По приезде мы сразу же стали заселяться в одноэтажные фанерные совхозные бараки. В нашей палате разместились восемь человек. Самым ошеломляющим соседом, сгустком неожиданности, оказался Тоша. Он весь был начинен экспромтами. Выпускник французской школы на улице Фотиевой, Тоша славился своим эксцентричным поведением. Как всегда бывает, в одних случаях выходки Тоши были восхитительны, в других – невыносимы! В первые же дни учебы имя Тоши эхом изумления и радости отозвалось в наших сердцах. Выполняя задание преподавателя, Тоша вызубрил английский текст – лишь бы отстали, не вдаваясь в нюансы. Текст был такой: "Hello! Nice to meet you. Let me introduce myself. I am a student of the Moscow State University. I am in my first year now. My name is Olga Dubova…" [33] . И так далее. Тоша как заучил, так и отчеканил. Заменить "Ольгу Дубову" на свое имя он нужным не счел.
Тоша сразу же решил показать, кто в новом доме хозяин. Он достал гитару, ударил что есть силы по струнам и заорал свою любимую песню из репертуара некоего Лаэртского, которую мы слышали в первый раз в жизни:
Два чекиста в черных куртках в галифе и с сапогами
Шли на место преступленья в город Кунцево далекий,
Где петлюрцы да бендерцы, всяки Люберцы да негры
Изнасиловали дочку председателя Совдепа.
Далее шел полунеприличный текст, завершавшийся похабным припевом "Сиськи в тесте – это вкусно, захотелось сисек в тесте", в котором Тоша явно выплескивал все свои эмоции. Шок – вот лучшее описание нашего состояния после Тошиного дебюта. Немая сцена! Я подумал: "За что? Почему этот человек поселился с нами? Как нам теперь быть? Мы же здесь на целый месяц!". Тоша между тем не унимался. Гитара гнулась и трещала, а сам он ревел:
Семена анархии дают буйный рост,
Социальный триппер разъедает строй,
Ширится всемирный обезумевший фронт,
Пощады – никому, никому, никому.
Люди сатанеют, умирают, превращаясь
В топливо, игрушки, химикаты, нефть,
Отходы производства, мозоли и погоны.
Вижу – ширится, растет психоделическая армия.
Позже выяснилось, что это была песня "Гражданской обороны". Одна струна порвалась, я вздохнул с облегчением: "Сейчас он остановится", но нет, после короткой паузы последовала третья, на сей раз лирическая композиция на мотив знаменитой "шизгары", в которой был такой припев: "Венера! Твоя жопа как фанера!" [34] . Свое выступление Тоша закончил восклицанием: "Вот такая экибана!", после чего раскатисто расхохотался [35] .

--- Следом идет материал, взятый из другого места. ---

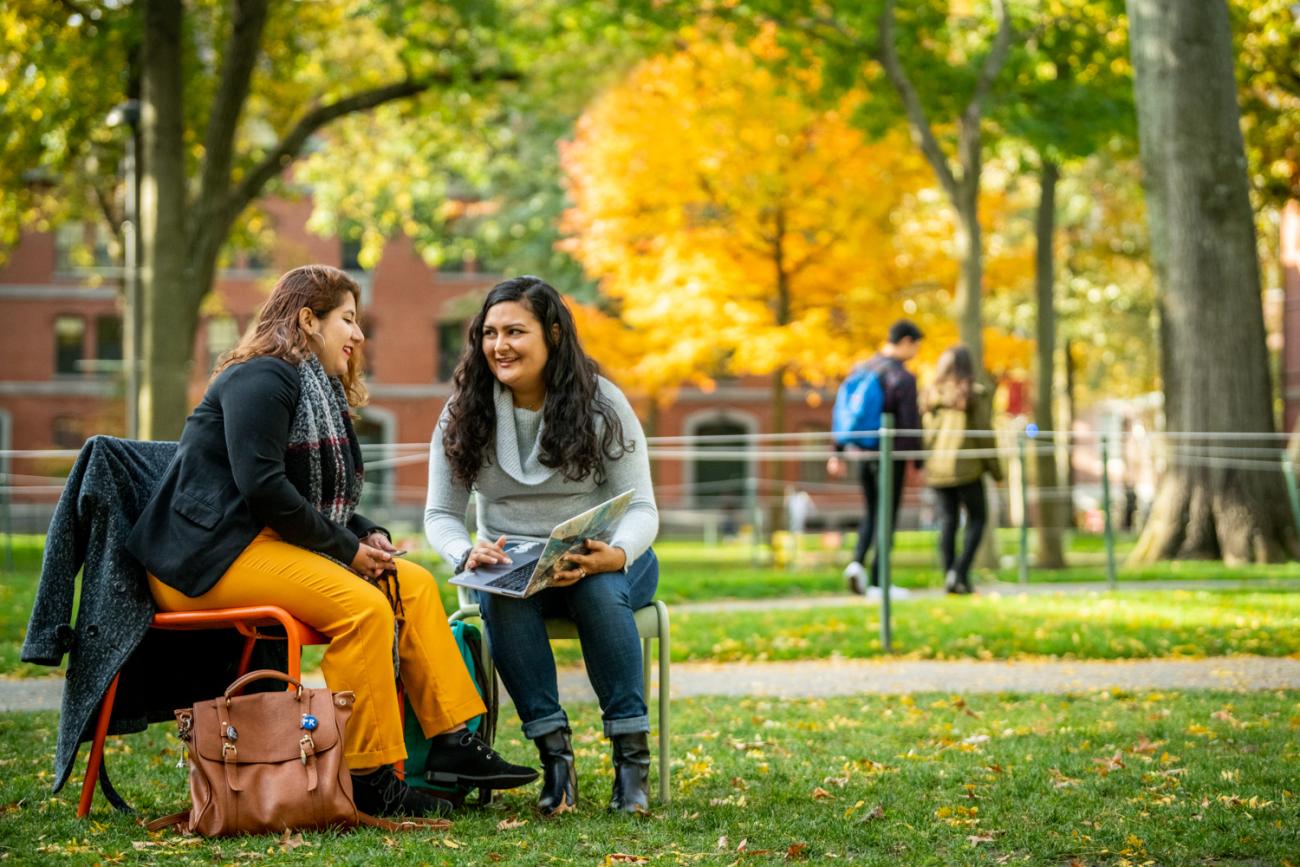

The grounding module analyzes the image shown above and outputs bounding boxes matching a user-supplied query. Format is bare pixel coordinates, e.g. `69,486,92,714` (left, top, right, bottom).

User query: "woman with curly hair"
127,265,537,815
424,277,659,815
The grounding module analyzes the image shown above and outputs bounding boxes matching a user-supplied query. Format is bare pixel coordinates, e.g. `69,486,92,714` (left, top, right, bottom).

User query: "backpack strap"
356,812,451,831
144,810,190,831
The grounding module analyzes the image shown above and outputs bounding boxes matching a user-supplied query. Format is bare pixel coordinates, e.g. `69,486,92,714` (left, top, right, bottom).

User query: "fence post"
1282,452,1300,543
876,412,893,654
1015,428,1032,584
1101,433,1115,590
0,473,13,572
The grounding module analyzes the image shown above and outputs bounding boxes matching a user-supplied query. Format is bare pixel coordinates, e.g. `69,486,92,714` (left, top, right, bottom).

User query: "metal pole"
105,99,142,439
1282,452,1300,543
0,470,13,572
1101,434,1115,590
122,123,140,439
1015,430,1030,584
876,412,893,654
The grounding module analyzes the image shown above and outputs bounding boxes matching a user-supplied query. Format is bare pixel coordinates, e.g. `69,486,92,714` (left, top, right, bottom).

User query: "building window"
55,222,117,272
361,322,380,377
207,316,239,370
438,321,465,382
95,316,122,367
55,316,86,373
339,238,369,270
49,416,82,448
800,421,831,485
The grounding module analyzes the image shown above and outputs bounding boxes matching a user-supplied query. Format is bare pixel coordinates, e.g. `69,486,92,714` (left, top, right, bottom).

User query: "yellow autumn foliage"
562,32,1031,399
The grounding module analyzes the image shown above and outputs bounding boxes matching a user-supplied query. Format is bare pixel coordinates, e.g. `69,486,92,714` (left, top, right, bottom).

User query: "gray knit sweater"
424,377,659,564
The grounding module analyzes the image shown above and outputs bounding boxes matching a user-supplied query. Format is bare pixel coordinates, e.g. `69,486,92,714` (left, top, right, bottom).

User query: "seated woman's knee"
569,572,631,608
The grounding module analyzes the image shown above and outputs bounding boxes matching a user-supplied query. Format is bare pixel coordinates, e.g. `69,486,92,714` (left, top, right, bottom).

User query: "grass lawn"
0,537,1300,677
616,590,1300,662
0,692,1300,866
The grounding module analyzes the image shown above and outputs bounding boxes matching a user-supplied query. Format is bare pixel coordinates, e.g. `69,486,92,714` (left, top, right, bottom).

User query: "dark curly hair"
442,277,633,487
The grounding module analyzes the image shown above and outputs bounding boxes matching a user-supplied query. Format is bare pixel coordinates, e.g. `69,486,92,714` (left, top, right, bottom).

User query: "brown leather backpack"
150,669,363,837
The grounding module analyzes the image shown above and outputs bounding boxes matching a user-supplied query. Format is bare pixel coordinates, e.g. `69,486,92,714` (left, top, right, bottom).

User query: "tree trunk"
1034,159,1065,569
954,178,984,370
139,0,198,439
1127,0,1295,563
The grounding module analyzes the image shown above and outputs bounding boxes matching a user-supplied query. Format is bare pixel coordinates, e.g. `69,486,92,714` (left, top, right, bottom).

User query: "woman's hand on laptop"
551,539,628,588
465,536,511,571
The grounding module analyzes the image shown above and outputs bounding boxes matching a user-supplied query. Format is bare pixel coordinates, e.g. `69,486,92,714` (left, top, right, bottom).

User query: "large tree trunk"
1127,0,1295,563
139,0,189,439
1034,159,1065,569
956,184,984,370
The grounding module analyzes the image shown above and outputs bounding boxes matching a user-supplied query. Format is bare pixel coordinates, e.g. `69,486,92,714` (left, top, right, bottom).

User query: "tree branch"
958,0,1011,174
91,183,122,243
195,0,269,225
222,70,520,220
878,0,958,204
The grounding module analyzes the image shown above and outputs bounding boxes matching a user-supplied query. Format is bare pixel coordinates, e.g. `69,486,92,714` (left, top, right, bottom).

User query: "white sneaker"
844,560,867,597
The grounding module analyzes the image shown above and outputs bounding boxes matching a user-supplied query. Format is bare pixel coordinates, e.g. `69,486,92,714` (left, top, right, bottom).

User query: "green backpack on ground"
403,620,498,807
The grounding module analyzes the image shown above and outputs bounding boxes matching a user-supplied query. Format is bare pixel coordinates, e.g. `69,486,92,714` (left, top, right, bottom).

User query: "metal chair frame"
77,606,330,819
449,586,672,803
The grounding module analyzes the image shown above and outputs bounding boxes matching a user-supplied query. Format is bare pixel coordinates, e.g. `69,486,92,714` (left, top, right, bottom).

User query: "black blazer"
126,356,381,597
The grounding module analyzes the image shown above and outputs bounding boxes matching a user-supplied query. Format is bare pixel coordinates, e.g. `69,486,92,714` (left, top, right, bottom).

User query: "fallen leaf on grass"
861,803,885,823
280,828,311,851
1050,768,1079,789
1092,750,1125,776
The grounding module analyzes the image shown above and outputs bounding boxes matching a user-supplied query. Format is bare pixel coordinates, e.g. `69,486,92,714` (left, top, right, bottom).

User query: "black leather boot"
533,728,577,816
424,729,537,789
610,732,650,812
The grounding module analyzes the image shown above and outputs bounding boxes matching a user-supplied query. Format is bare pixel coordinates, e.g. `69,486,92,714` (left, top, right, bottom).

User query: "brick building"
0,201,858,529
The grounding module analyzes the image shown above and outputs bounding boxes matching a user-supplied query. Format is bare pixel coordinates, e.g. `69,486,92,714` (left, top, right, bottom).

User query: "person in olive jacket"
126,265,537,815
922,344,1002,593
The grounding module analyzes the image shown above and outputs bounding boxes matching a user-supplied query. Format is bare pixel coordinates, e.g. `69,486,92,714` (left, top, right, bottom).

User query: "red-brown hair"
212,265,369,408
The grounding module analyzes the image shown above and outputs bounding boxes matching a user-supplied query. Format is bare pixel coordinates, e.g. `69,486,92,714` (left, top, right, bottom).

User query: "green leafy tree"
993,0,1135,568
0,0,520,437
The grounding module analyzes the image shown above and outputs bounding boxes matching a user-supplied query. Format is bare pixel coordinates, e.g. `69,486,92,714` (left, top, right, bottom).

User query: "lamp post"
104,99,140,439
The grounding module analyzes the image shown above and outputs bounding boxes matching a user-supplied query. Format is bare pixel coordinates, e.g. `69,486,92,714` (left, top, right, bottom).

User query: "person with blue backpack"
826,318,923,598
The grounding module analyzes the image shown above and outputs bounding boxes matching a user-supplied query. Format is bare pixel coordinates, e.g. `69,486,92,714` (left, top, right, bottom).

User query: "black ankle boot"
610,732,650,812
424,729,537,789
533,728,577,816
352,764,454,818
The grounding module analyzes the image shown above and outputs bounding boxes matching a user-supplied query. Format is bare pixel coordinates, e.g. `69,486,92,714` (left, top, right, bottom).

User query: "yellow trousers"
150,529,485,768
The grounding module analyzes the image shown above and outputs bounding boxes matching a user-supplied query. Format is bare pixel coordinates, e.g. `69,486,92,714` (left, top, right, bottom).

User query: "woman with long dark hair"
424,277,659,815
922,343,1002,593
127,265,537,815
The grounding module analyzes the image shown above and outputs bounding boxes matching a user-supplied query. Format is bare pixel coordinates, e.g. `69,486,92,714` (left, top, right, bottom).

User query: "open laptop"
451,490,636,599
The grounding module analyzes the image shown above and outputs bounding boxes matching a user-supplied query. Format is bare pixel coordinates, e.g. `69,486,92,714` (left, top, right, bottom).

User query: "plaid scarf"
285,355,365,526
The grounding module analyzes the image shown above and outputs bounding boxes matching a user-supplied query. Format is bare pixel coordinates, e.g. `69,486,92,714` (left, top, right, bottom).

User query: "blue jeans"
478,550,659,738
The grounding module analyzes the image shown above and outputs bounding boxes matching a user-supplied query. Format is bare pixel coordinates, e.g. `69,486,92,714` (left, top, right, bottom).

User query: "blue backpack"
831,364,885,448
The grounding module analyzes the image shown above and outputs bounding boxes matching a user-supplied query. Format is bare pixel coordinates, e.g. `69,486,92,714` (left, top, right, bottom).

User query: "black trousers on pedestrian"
935,477,988,585
853,460,907,588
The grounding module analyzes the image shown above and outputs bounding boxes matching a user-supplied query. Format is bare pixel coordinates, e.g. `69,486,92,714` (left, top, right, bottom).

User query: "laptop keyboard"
488,562,537,590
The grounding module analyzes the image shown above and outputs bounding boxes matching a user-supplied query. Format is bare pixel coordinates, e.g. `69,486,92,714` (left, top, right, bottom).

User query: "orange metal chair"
77,606,330,819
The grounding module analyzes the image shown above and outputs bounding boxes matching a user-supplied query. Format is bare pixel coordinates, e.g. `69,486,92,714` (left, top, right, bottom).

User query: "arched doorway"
686,412,755,510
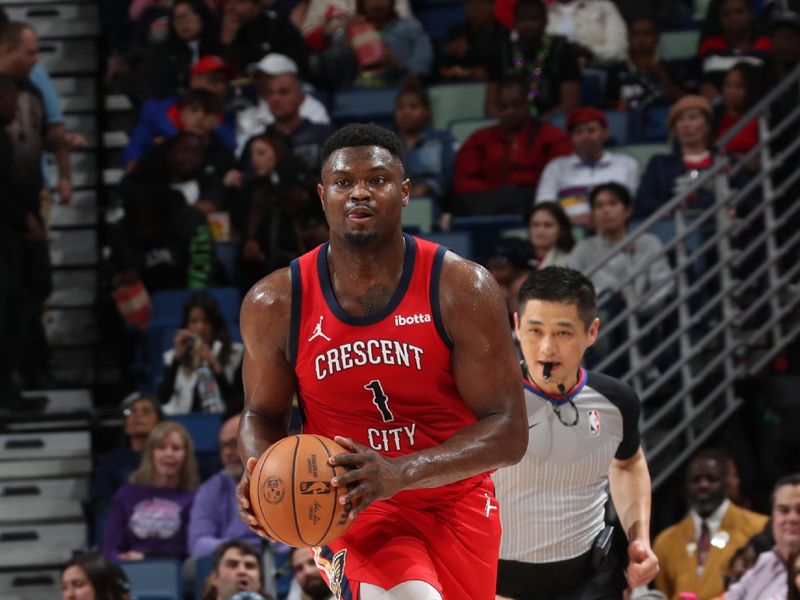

Качок Юрик Марьяшин пропустил спонтанный концерт мимо ушей, поскольку в тот момент ему было не до песен. Он налаживал небольшой черно-белый телевизор, захваченный из Москвы. Юрик на курсе прославился двумя вещами. У него единственного на всем потоке были высокие белые кроссовки, к тому же – Converse. Их он берег как зеницу ока, дважды, а то и трижды в день меняя носки и моя ноги, надеясь таким образом максимально продлить жизнь заморского чуда, которое ему удалось купить полтора года назад во время поездки его класса в Америку. Второй вещью была футбольная майка бордового цвета с написанной на ней фамилией Юры. Я с детства мечтал о такой майке.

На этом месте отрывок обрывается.